Insights·2026-06-28

What Does the End of Korea's Network Separation Demand of Companies?

Korea's uniform network separation, in place for two decades, was abolished in May 2026 through a revision of the national cybersecurity guidelines. The point is not deregulation but that companies can no longer avoid the homework they kept postponing: data classification. To connect the network, data must be sorted into three tiers, national security, sensitive, and open, yet Korea has never really done this. On top of that, the closed network was already broken by shadow AI. The real bottleneck blocking AI adoption is neither the model nor the infrastructure, but that no one has organized what kind of data we actually hold.

Why Was Twenty-Year Network Separation Abolished Now?

For a long time, the default of Korean security was to cut the connection. Since 2006, the belief was that physically separating the internet network from the work network kept things safe, so two computers sat on every desk. This May, the clause mandating separation of internal and internet networks was deleted from the national cybersecurity baseline guideline, a turn that took twenty years.

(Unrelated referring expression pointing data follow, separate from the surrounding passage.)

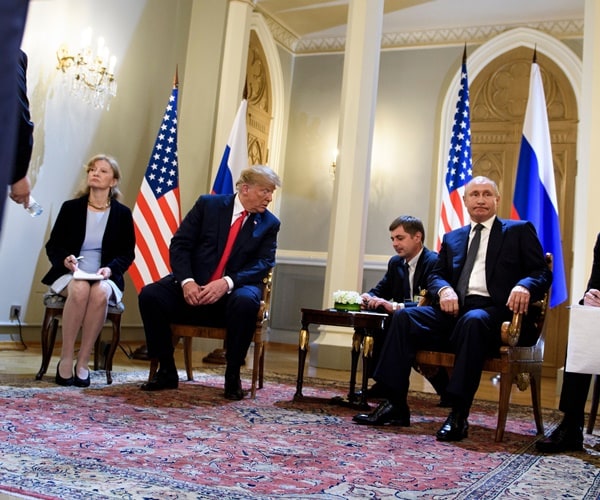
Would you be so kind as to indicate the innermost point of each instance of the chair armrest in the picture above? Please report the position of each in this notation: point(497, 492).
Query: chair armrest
point(511, 330)
point(424, 299)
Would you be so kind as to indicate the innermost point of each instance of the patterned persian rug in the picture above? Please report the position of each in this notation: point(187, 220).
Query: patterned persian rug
point(119, 442)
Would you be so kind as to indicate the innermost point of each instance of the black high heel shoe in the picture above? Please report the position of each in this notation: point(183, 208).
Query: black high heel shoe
point(81, 382)
point(67, 382)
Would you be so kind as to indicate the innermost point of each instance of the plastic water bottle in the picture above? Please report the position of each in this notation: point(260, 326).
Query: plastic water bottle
point(33, 207)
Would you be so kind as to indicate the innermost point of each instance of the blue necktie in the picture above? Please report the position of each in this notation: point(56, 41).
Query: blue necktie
point(465, 274)
point(407, 290)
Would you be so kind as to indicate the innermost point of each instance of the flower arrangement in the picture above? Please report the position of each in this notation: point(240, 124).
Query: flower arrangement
point(347, 301)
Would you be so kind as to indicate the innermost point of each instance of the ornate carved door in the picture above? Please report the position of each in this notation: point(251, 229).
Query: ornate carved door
point(258, 119)
point(498, 99)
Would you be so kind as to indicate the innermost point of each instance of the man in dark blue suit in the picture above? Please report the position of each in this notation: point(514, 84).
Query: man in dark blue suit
point(474, 292)
point(198, 293)
point(20, 186)
point(401, 286)
point(13, 15)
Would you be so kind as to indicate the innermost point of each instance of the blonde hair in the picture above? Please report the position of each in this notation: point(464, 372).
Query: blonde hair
point(115, 192)
point(258, 174)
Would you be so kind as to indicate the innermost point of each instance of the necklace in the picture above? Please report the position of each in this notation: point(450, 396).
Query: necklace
point(99, 208)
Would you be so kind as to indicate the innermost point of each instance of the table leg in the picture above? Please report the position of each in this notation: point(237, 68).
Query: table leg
point(357, 339)
point(302, 350)
point(367, 357)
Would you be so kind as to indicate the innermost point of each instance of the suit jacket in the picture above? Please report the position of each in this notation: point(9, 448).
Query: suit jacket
point(391, 286)
point(514, 257)
point(199, 242)
point(25, 129)
point(68, 233)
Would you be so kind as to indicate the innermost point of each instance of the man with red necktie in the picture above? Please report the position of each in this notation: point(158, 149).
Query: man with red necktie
point(216, 278)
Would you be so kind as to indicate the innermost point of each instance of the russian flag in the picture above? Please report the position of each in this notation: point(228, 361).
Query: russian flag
point(535, 192)
point(235, 156)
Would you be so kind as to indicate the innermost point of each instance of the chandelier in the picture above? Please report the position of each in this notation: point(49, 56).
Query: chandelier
point(89, 73)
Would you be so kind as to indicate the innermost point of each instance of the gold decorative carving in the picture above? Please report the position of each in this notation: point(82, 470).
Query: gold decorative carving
point(498, 97)
point(258, 89)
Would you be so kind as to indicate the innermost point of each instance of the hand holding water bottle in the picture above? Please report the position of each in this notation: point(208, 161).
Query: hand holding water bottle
point(33, 207)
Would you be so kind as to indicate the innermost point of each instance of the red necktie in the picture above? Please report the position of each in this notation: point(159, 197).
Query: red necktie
point(233, 232)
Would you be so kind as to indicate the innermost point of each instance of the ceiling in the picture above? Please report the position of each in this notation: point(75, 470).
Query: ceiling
point(327, 18)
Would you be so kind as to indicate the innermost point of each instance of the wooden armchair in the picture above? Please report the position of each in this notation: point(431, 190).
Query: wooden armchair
point(519, 360)
point(188, 332)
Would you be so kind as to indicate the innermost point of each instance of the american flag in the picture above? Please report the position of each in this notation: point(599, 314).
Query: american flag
point(459, 172)
point(157, 211)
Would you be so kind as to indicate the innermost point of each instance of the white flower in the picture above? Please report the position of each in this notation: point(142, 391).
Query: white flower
point(346, 297)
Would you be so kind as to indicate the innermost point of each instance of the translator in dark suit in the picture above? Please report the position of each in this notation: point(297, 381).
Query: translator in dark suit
point(195, 251)
point(394, 284)
point(575, 386)
point(68, 233)
point(514, 257)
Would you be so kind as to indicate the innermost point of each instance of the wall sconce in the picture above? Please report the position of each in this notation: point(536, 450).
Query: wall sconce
point(90, 74)
point(335, 154)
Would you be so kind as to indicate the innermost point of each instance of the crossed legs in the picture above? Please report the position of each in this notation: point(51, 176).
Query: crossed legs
point(85, 309)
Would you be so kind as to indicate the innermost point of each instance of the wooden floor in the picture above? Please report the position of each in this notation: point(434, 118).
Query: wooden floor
point(280, 358)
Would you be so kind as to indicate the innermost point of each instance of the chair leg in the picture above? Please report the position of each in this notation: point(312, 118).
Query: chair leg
point(261, 366)
point(505, 388)
point(116, 339)
point(256, 367)
point(49, 325)
point(153, 369)
point(187, 356)
point(594, 407)
point(535, 381)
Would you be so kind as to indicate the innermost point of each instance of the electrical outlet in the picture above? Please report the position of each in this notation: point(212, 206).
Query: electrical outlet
point(15, 312)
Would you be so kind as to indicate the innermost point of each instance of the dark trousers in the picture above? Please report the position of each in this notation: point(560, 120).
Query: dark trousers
point(162, 303)
point(472, 337)
point(573, 396)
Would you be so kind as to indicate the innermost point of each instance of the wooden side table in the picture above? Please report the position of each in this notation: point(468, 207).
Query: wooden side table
point(365, 325)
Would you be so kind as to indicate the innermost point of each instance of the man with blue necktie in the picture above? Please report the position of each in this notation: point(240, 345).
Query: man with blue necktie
point(485, 272)
point(400, 287)
point(216, 280)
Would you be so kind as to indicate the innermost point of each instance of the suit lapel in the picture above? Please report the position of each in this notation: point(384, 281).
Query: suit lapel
point(493, 249)
point(418, 272)
point(224, 223)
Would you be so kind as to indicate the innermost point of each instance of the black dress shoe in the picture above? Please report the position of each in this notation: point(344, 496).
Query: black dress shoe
point(565, 437)
point(81, 382)
point(161, 381)
point(455, 427)
point(233, 389)
point(385, 413)
point(67, 382)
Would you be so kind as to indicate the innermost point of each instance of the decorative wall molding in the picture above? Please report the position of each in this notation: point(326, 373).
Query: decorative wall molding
point(563, 29)
point(319, 259)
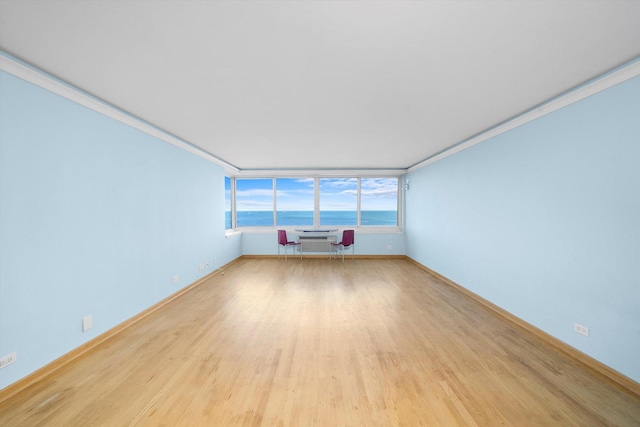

The reason for the abolition is the crux. It was not that blocking kept us safe, but that blocking was no longer possible. A look into last year's telecom and card-company breaches showed that supposedly closed networks all had internet contact points. A Microsoft survey found that 75% of workers use generative AI, and 78% of them use tools their company never approved. The network had long been connected; only the company did not know.

The Real Bottleneck Is Not Security but Data Classification

Opening the network means every piece of data must be sorted into three tiers: classified, sensitive, and open. But Korea has never done this properly. Ask people in the field and almost everything gets labeled national security. Since misclassifying could mean taking the blame for an incident, they conservatively choose the highest tier. This is also why it took the UK three years to cut its six-tier scheme down to three and widen the share of openly usable data.

The unit of classification is a problem too. If a single medical certificate mixes a patient's openly shareable name with a sensitive resident registration number, the whole file gets bound as sensitive and loses usability. Grading by item, such as name, address, and identifier, lets the same document appear differently by permission. A market for this automatic classification exists abroad but not in Korea. Having never put data on the cloud, there was never an occasion to classify it.

What Does the Obsession with Sovereign AI Miss?

As network separation lifts, the claim that every domain must be filled with domestic AI follows. But forcing sovereign AI across all domains repeats the path of Korea's public certificate system. Coercion kills competition, and without competition technology decays. Sovereign AI is truly needed where a foreign model must not be cut off and information must not leak, the national security domain. In general industry, what to use is the company's choice.

A security AI that drew attention recently reached top-tier performance without any proprietary foundation model, simply by weaving together already-public LLMs, and the core of that team was Korean. It is proof that competitiveness comes not from owning something of our own but from the capability to combine well. So in the space left by lifted network separation, the first thing a company should do is not adopt AI. It is to classify what kind of data we actually hold.